Volvemos a cargar con los cestos y descendemos.
La vertiente es pronunciada, tenemos que agarrarnos a las ramas de los árboles
para no caer de culo. Llegamos a un tramo donde la fisonomía del terreno nos
obliga a ascender. De repente deja de nevar. Un problema menos.
Después de subir
y bajar unas pocas colinas seguimos sin dar con la carretera. Entramos en un
área plantada con grandes pinos. El suelo es blando, se nota que debajo de la
capa de nieve hay una tupida alfombra de agujas secas que amortiguan nuestras
pisadas. A lo lejos escuchamos unos ladridos. Tanto mi padre como yo llegamos a
la misma conclusión: donde hay un perro hay un dueño. Sin necesidad de hablarlo
cambiamos de dirección y nos dirigimos hacia los ladridos. Salimos a un claro.

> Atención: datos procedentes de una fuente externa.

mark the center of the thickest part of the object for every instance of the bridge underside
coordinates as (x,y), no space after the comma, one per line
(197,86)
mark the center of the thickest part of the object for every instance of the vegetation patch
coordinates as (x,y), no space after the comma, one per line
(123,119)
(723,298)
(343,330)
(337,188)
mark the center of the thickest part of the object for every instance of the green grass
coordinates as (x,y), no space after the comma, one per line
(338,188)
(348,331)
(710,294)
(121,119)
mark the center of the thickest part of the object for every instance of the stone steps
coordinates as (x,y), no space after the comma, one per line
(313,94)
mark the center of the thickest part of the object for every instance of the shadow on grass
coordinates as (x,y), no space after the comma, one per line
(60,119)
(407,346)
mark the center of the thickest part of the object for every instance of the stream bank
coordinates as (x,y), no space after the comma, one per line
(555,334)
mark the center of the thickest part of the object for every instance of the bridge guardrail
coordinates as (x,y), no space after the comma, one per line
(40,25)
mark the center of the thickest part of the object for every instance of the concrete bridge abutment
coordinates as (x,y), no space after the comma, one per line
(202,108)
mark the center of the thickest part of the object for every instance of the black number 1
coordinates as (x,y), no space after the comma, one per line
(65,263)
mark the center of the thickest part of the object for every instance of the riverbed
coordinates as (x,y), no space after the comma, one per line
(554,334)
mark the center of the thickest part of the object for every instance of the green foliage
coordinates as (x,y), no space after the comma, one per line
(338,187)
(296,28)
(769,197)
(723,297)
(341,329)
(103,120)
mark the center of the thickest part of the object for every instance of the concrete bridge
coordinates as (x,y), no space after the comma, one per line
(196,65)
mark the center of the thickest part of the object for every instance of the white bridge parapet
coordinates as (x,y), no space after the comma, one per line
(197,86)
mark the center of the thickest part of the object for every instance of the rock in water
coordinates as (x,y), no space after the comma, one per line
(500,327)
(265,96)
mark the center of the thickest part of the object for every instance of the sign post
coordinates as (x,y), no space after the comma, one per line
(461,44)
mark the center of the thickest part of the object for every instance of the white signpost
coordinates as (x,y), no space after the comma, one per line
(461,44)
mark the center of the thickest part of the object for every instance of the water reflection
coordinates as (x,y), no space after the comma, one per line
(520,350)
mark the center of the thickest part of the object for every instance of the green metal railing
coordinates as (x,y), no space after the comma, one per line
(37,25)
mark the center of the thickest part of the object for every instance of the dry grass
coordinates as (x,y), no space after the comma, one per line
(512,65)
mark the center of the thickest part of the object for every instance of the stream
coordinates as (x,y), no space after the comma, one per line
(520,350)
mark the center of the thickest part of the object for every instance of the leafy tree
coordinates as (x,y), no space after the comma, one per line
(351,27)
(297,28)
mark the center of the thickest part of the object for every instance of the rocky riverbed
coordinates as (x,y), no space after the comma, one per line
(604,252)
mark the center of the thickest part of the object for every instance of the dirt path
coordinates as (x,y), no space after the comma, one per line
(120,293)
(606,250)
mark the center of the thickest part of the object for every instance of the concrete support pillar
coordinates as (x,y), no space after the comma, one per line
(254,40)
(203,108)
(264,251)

Un perro ratonero aparece frente a nosotros y se acerca amistosamente moviendo
el rabo. Dejo el cesto en el suelo y le rasco detrás de las orejas. El animal
se pega a mis tobillos.
-¿Qué pasa, perrito,
te gusta que te rasquen?
-Yo que tú
tendría cuidado, esos chuchos suelen estar plagados de pulgas y garrapatas.

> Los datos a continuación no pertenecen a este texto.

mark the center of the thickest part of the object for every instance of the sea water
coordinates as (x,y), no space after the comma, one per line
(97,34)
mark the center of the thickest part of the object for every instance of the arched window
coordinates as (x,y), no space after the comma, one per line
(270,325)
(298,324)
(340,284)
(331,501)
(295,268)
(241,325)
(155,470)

No hago caso de las advertencias de mi
padre y sigo rascándole los lomos. De pronto escuchamos un silbido. El perro
sale disparado hacia el lugar de donde proviene. Le seguimos. El silbido es la
confirmación de que alguien está cerca. Sorteamos unos arbustos altos y vemos a
un hombre de mediana edad sentado en un tocón. En la comisura de los labios sostiene
un cigarrillo liado a mano. Manipula una soga y apenas presta atención a
nuestra llegada, tan solo una mirada de soslayo. A su vera, el perro mueve la
cola con entusiasmo. Le damos los buenos días y le ponemos al tanto de nuestra
situación. El hombre, sin ningún entusiasmo, nos señala el camino que debemos
tomar.
-Vayan por ahí
hasta que lleguen a un sendero. Síganlo y les llevará directamente hasta la
carretera.
Mientras
habla el perro vuelve a acercarse a mí.
-
¿Cómo
se llama el perro?
-
Ese
malnacido ha dejado de tener nombre. No se lo merece.
-
¿Por
qué?
-
Ahí
donde le ves, anoche mató cinco gallinas. Por eso lo voy a colgar por el cuello
de esa rama-dice señalando con la punta de la nariz hacia uno de los árboles.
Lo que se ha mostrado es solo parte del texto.